二度目は誠実に
沙弓は小さくため息をついてから、拓人を真っ直ぐ見る。真っ直ぐと見る沙弓の瞳には意志の強さを感じる。


「お断りしたはずですけど」


「なんで? 理由を教えて」


「本気だとは思えないから、大石さんの言葉が信じられません」


「いやいや、これでも本気だし、俺は大真面目なんだよ? だからー、すぐに答えを出さないでね、せめて食べている間だけでもいいから、考えてさ、デザートが出てきたときに考えた答えを教えてよ」


拓人なりに誠意を見せた上でのお願いだった。何日もダラダラと考えて、答えを出させるのでは沙弓の時間を束縛してしまう恐れがある。
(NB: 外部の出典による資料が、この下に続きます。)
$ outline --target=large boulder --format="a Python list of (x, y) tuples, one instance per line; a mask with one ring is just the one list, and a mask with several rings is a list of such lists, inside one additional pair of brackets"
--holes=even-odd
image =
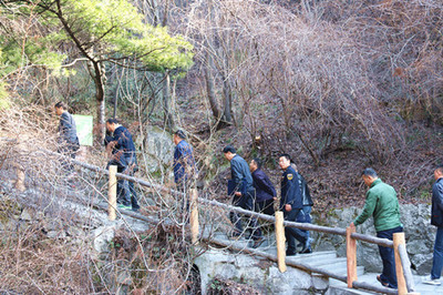
[[(338, 208), (329, 214), (322, 223), (332, 227), (347, 227), (360, 214), (362, 208)], [(400, 205), (401, 222), (404, 227), (406, 250), (412, 263), (412, 268), (419, 275), (429, 274), (432, 265), (432, 252), (435, 240), (435, 227), (430, 225), (431, 206), (429, 204), (402, 204)], [(316, 214), (313, 212), (313, 214)], [(313, 218), (316, 220), (316, 218)], [(313, 222), (316, 223), (316, 222)], [(357, 226), (357, 232), (375, 236), (373, 220), (370, 217), (363, 224)], [(337, 251), (339, 256), (346, 256), (346, 240), (342, 236), (329, 234), (311, 234), (315, 251)], [(378, 246), (374, 244), (358, 242), (358, 264), (369, 272), (380, 272), (382, 263)]]
[(262, 294), (312, 294), (312, 289), (322, 293), (328, 288), (324, 277), (293, 267), (280, 273), (275, 263), (264, 263), (247, 254), (209, 250), (199, 255), (195, 264), (200, 271), (202, 294), (206, 294), (214, 278), (243, 282)]
[[(173, 135), (157, 126), (146, 128), (145, 159), (151, 173), (161, 170), (161, 166), (171, 166), (174, 159)], [(138, 142), (141, 144), (141, 142)]]

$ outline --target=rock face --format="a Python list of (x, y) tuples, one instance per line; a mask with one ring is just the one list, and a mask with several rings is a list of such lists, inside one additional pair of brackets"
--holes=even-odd
[(174, 148), (172, 134), (157, 126), (146, 128), (145, 157), (151, 173), (172, 164)]
[[(349, 207), (334, 210), (324, 225), (331, 227), (347, 227), (362, 208)], [(419, 275), (427, 275), (432, 266), (432, 253), (435, 240), (435, 226), (430, 224), (431, 206), (426, 204), (405, 204), (400, 205), (401, 222), (406, 238), (408, 255), (411, 261), (412, 272)], [(313, 223), (316, 222), (315, 212)], [(358, 233), (375, 236), (372, 217), (357, 227)], [(346, 256), (346, 241), (342, 236), (332, 236), (311, 232), (315, 240), (315, 251), (336, 250), (339, 256)], [(379, 254), (379, 248), (374, 244), (363, 242), (357, 243), (357, 261), (359, 265), (365, 267), (367, 272), (378, 273), (382, 269), (382, 262)]]
[(215, 277), (245, 282), (262, 294), (321, 294), (329, 286), (328, 279), (321, 276), (311, 276), (292, 267), (280, 273), (275, 263), (223, 250), (206, 251), (195, 264), (200, 272), (202, 294), (206, 294)]

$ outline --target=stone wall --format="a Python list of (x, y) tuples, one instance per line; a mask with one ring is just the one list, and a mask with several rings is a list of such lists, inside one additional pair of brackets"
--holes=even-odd
[[(349, 207), (338, 208), (330, 212), (326, 222), (321, 225), (331, 227), (347, 227), (362, 208)], [(432, 266), (432, 252), (435, 238), (435, 226), (430, 224), (431, 206), (426, 204), (400, 205), (401, 221), (403, 223), (406, 250), (412, 263), (412, 272), (419, 275), (426, 275)], [(317, 223), (316, 214), (312, 212), (313, 223)], [(362, 225), (357, 226), (357, 232), (375, 236), (372, 217)], [(338, 256), (346, 256), (346, 242), (342, 236), (332, 236), (322, 233), (311, 233), (315, 251), (336, 250)], [(367, 272), (381, 272), (382, 263), (378, 246), (364, 242), (357, 245), (358, 265), (363, 265)]]
[(245, 283), (261, 294), (324, 294), (329, 286), (326, 277), (311, 276), (293, 267), (280, 273), (276, 263), (224, 250), (208, 250), (195, 260), (195, 264), (200, 273), (203, 295), (214, 278)]

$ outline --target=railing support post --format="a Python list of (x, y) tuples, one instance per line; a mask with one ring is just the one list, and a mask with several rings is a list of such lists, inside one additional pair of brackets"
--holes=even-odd
[(284, 226), (284, 213), (276, 211), (276, 242), (277, 242), (277, 262), (278, 269), (281, 273), (286, 272), (286, 238), (285, 238), (285, 226)]
[(347, 227), (347, 268), (348, 268), (348, 287), (352, 287), (352, 283), (357, 281), (357, 241), (351, 237), (356, 232), (356, 226)]
[(24, 170), (20, 165), (17, 165), (16, 172), (17, 172), (16, 189), (20, 192), (23, 192), (27, 189), (24, 186)]
[(399, 289), (399, 295), (408, 294), (406, 281), (403, 275), (403, 267), (401, 264), (399, 245), (405, 245), (404, 233), (394, 233), (393, 241), (394, 243), (394, 255), (395, 255), (395, 273), (396, 273), (396, 285)]
[(198, 243), (198, 194), (197, 189), (190, 190), (190, 241), (193, 245)]
[(107, 191), (107, 218), (110, 221), (115, 221), (116, 214), (115, 208), (117, 206), (117, 177), (115, 176), (117, 173), (116, 165), (110, 165), (110, 183)]

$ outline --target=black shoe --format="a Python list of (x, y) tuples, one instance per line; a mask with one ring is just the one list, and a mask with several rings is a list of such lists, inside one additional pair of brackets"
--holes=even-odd
[(300, 253), (301, 253), (301, 254), (312, 253), (311, 244), (310, 244), (309, 238), (306, 240), (306, 242), (305, 242), (305, 244), (303, 244), (303, 247), (301, 248)]
[(309, 254), (309, 253), (312, 253), (312, 248), (309, 246), (307, 248), (302, 248), (299, 253), (300, 254)]
[(297, 252), (296, 251), (286, 251), (286, 256), (296, 256)]
[(262, 242), (265, 242), (265, 238), (262, 236), (255, 240), (253, 243), (253, 248), (258, 248), (262, 244)]
[(380, 284), (381, 284), (383, 287), (389, 287), (389, 283), (381, 281), (381, 276), (380, 276), (380, 275), (377, 276), (377, 281), (379, 281)]
[(229, 237), (230, 238), (239, 238), (241, 236), (241, 233), (233, 232)]

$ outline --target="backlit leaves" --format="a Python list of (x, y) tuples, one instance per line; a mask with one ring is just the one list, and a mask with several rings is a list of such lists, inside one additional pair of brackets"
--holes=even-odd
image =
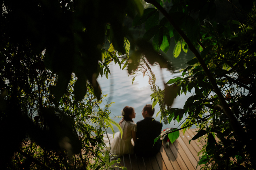
[(175, 58), (178, 57), (180, 52), (181, 52), (182, 45), (180, 41), (178, 41), (173, 48), (173, 56)]

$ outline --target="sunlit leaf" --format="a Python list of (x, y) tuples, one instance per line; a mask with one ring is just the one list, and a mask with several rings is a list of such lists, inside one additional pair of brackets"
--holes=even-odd
[(181, 77), (178, 77), (174, 78), (172, 79), (171, 79), (169, 80), (169, 81), (166, 83), (166, 84), (172, 84), (173, 83), (175, 83), (182, 79), (182, 78)]
[(180, 41), (178, 41), (176, 44), (173, 48), (173, 56), (177, 58), (180, 54), (181, 52), (181, 44)]
[(157, 99), (157, 98), (156, 98), (154, 99), (154, 101), (153, 101), (153, 102), (152, 103), (152, 109), (153, 109), (153, 108), (154, 108), (155, 106), (157, 104), (157, 102), (158, 102), (158, 99)]
[[(176, 129), (174, 130), (175, 130)], [(170, 139), (170, 141), (171, 142), (172, 144), (173, 144), (176, 139), (179, 138), (179, 131), (178, 130), (168, 134), (168, 137)]]
[(186, 64), (190, 65), (192, 65), (198, 62), (198, 60), (196, 58), (193, 58), (190, 61), (188, 61)]
[(184, 41), (182, 41), (182, 50), (183, 51), (186, 53), (188, 52), (188, 45), (187, 43)]

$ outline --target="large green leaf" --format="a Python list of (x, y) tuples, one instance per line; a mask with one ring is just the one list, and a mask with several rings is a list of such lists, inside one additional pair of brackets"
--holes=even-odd
[(169, 80), (167, 83), (166, 83), (166, 84), (172, 84), (174, 83), (176, 83), (177, 81), (179, 81), (179, 80), (180, 80), (182, 79), (182, 78), (181, 77), (176, 77), (176, 78), (174, 78), (174, 79), (171, 79)]
[(167, 53), (170, 48), (171, 39), (168, 29), (165, 27), (162, 28), (163, 30), (163, 41), (160, 48), (163, 52)]
[[(176, 129), (175, 129), (176, 130)], [(178, 130), (168, 134), (168, 137), (172, 144), (179, 138), (179, 131)]]
[(175, 58), (177, 58), (180, 54), (181, 52), (181, 44), (180, 41), (178, 41), (173, 48), (173, 56)]

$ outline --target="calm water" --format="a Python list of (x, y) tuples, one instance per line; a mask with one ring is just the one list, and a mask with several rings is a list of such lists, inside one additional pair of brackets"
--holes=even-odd
[[(189, 53), (188, 55), (189, 54)], [(181, 76), (182, 73), (178, 71), (181, 68), (185, 67), (186, 65), (185, 63), (192, 59), (192, 55), (189, 55), (190, 57), (184, 54), (178, 58), (172, 60), (173, 65), (176, 69), (176, 71), (173, 73), (165, 69), (162, 69), (161, 71), (158, 65), (152, 66), (150, 65), (156, 76), (156, 83), (161, 89), (163, 89), (164, 87), (163, 79), (166, 83), (170, 79)], [(128, 76), (126, 69), (122, 70), (119, 65), (115, 65), (114, 64), (114, 62), (112, 62), (110, 67), (111, 74), (108, 76), (108, 79), (105, 77), (100, 78), (98, 79), (103, 93), (108, 95), (103, 102), (106, 104), (111, 102), (115, 102), (109, 109), (111, 112), (110, 117), (117, 123), (121, 119), (115, 117), (121, 116), (121, 111), (127, 105), (133, 107), (136, 113), (136, 118), (133, 121), (136, 123), (143, 119), (141, 111), (145, 105), (152, 104), (151, 97), (150, 96), (152, 92), (148, 83), (148, 77), (145, 76), (143, 77), (142, 73), (139, 73), (135, 77), (133, 85), (132, 75)], [(143, 71), (143, 70), (141, 70)], [(182, 108), (187, 99), (192, 95), (187, 93), (186, 96), (184, 94), (180, 96), (178, 96), (172, 107)], [(154, 117), (155, 117), (156, 114), (159, 111), (158, 104), (155, 106), (155, 108)], [(160, 121), (160, 114), (156, 120)], [(174, 122), (171, 122), (170, 124), (163, 124), (163, 129), (171, 127), (180, 127), (181, 124), (182, 124), (176, 121), (175, 125)], [(115, 126), (114, 128), (115, 132), (118, 131), (117, 128)], [(108, 133), (111, 133), (111, 132), (110, 129), (108, 129)]]

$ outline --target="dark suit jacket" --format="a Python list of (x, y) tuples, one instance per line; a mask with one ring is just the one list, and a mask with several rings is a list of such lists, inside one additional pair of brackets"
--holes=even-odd
[(137, 155), (150, 156), (155, 155), (160, 149), (162, 141), (159, 139), (156, 142), (153, 148), (154, 139), (161, 134), (163, 124), (154, 120), (153, 118), (145, 118), (137, 122), (138, 139), (135, 143), (134, 151)]

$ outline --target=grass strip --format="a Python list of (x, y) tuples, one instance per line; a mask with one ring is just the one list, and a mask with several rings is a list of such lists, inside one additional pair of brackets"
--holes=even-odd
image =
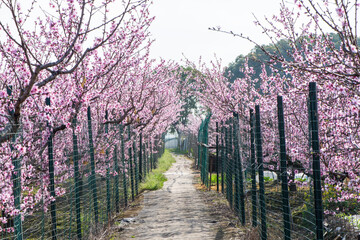
[(145, 181), (140, 184), (140, 191), (143, 190), (158, 190), (164, 186), (167, 178), (163, 174), (175, 162), (175, 158), (171, 155), (168, 149), (165, 149), (164, 154), (159, 158), (157, 168), (153, 169), (145, 178)]

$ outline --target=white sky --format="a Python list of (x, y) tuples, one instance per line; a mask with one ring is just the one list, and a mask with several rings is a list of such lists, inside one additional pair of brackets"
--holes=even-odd
[[(150, 13), (156, 17), (150, 27), (156, 41), (151, 57), (180, 62), (183, 55), (198, 62), (214, 60), (214, 54), (226, 66), (240, 54), (254, 47), (248, 41), (225, 33), (208, 30), (222, 29), (243, 33), (260, 43), (269, 40), (254, 24), (253, 13), (259, 20), (279, 13), (281, 0), (154, 0)], [(290, 1), (293, 2), (293, 1)], [(181, 63), (181, 62), (180, 62)]]

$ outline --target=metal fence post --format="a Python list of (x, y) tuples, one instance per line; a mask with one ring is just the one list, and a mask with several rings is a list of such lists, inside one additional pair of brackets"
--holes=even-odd
[(81, 234), (81, 205), (80, 205), (80, 173), (79, 173), (79, 150), (77, 143), (76, 116), (72, 120), (73, 124), (73, 160), (74, 160), (74, 178), (75, 178), (75, 209), (76, 209), (76, 234), (78, 239), (82, 239)]
[(286, 164), (285, 121), (284, 121), (283, 100), (281, 96), (277, 97), (277, 104), (278, 104), (279, 138), (280, 138), (281, 192), (282, 192), (283, 214), (284, 214), (284, 238), (285, 240), (290, 240), (291, 225), (290, 225), (289, 190), (288, 190), (287, 164)]
[(251, 204), (252, 226), (257, 226), (257, 197), (256, 197), (256, 162), (255, 162), (255, 133), (254, 110), (250, 109), (250, 161), (251, 161)]
[(134, 167), (135, 167), (135, 194), (139, 194), (139, 169), (137, 164), (137, 158), (136, 158), (136, 142), (133, 141), (133, 152), (134, 152)]
[[(47, 97), (45, 99), (45, 104), (46, 106), (50, 106), (50, 98)], [(53, 154), (53, 136), (52, 136), (52, 131), (50, 128), (50, 125), (47, 124), (49, 131), (50, 131), (50, 136), (47, 142), (48, 145), (48, 157), (49, 157), (49, 180), (50, 180), (50, 184), (49, 184), (49, 189), (50, 189), (50, 196), (53, 197), (55, 199), (56, 195), (55, 195), (55, 176), (54, 176), (54, 154)], [(56, 239), (57, 238), (57, 234), (56, 234), (56, 203), (55, 201), (51, 201), (50, 202), (50, 211), (51, 211), (51, 237), (52, 239)]]
[(265, 185), (264, 185), (264, 166), (261, 139), (260, 107), (255, 106), (255, 141), (256, 155), (259, 168), (259, 187), (260, 187), (260, 218), (261, 218), (261, 239), (267, 239), (266, 233), (266, 208), (265, 208)]
[(139, 180), (143, 180), (143, 163), (142, 163), (142, 133), (140, 133), (140, 144), (139, 144)]
[(216, 191), (219, 191), (219, 123), (216, 122)]
[(320, 144), (319, 144), (319, 115), (317, 107), (316, 83), (309, 83), (310, 100), (310, 126), (311, 126), (311, 145), (313, 158), (313, 178), (314, 178), (314, 201), (315, 201), (315, 222), (316, 239), (324, 239), (323, 235), (323, 208), (321, 196), (321, 170), (320, 170)]
[[(131, 141), (131, 129), (128, 126), (128, 140)], [(129, 147), (129, 170), (130, 170), (130, 184), (131, 184), (131, 199), (135, 200), (135, 189), (134, 189), (134, 169), (132, 163), (132, 151), (131, 146)]]
[(224, 176), (224, 169), (225, 169), (225, 130), (224, 126), (221, 127), (221, 193), (225, 193), (225, 176)]
[(241, 220), (241, 224), (244, 226), (245, 225), (245, 196), (244, 196), (244, 177), (243, 177), (243, 170), (242, 170), (242, 161), (241, 161), (241, 155), (240, 155), (240, 139), (239, 139), (239, 133), (240, 133), (240, 128), (239, 128), (239, 117), (238, 115), (235, 117), (235, 125), (234, 125), (234, 134), (235, 134), (235, 141), (234, 141), (234, 146), (235, 146), (235, 159), (236, 159), (236, 164), (237, 164), (237, 168), (236, 168), (236, 174), (237, 176), (237, 198), (238, 198), (238, 202), (240, 202), (240, 220)]
[(119, 193), (119, 164), (118, 164), (118, 156), (117, 156), (117, 149), (114, 148), (114, 170), (116, 172), (115, 179), (114, 179), (114, 188), (115, 188), (115, 211), (117, 213), (120, 212), (120, 193)]
[[(105, 120), (108, 120), (108, 111), (105, 112)], [(109, 132), (109, 125), (108, 123), (105, 124), (105, 136), (107, 137)], [(106, 154), (106, 161), (108, 164), (107, 170), (106, 170), (106, 210), (107, 210), (107, 217), (108, 222), (110, 221), (110, 215), (111, 215), (111, 193), (110, 193), (110, 160), (109, 160), (109, 148), (107, 147), (105, 150)]]
[(90, 183), (91, 183), (93, 202), (94, 202), (95, 224), (98, 224), (99, 223), (99, 207), (98, 207), (98, 199), (97, 199), (97, 186), (96, 186), (96, 175), (95, 175), (95, 153), (94, 153), (94, 142), (93, 142), (93, 136), (92, 136), (90, 106), (87, 109), (87, 117), (88, 117), (89, 150), (90, 150), (90, 164), (91, 164)]
[(128, 191), (126, 183), (126, 165), (125, 165), (125, 144), (124, 144), (124, 126), (120, 124), (120, 140), (121, 140), (121, 159), (122, 159), (122, 175), (123, 175), (123, 190), (124, 190), (124, 206), (128, 205)]

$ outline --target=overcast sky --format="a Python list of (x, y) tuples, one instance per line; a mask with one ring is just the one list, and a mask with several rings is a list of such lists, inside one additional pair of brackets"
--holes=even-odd
[[(228, 34), (208, 30), (223, 29), (243, 33), (260, 43), (268, 43), (261, 29), (254, 25), (255, 14), (278, 14), (281, 0), (154, 0), (151, 14), (156, 17), (150, 31), (156, 40), (151, 56), (180, 62), (183, 55), (198, 61), (201, 56), (208, 62), (214, 54), (223, 66), (233, 62), (240, 54), (247, 54), (254, 46), (248, 41)], [(291, 1), (292, 2), (292, 1)]]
食事中の短時間ではあるけど、すぐに答えを出すのではなく少しでも考えることをして欲しかった。

しかし、そんな拓人なりの誠意は沙弓に伝わっていなかった。これから美味しい料理を食べるというのに、その間素直に味わうことをさせてもらえない。

食事をする前にそんな申し出をされてたら、美味しいものも美味しいと感じなくなる。

……憂鬱な食事の始まりである。

最初のスープから全く味を感じられなかった。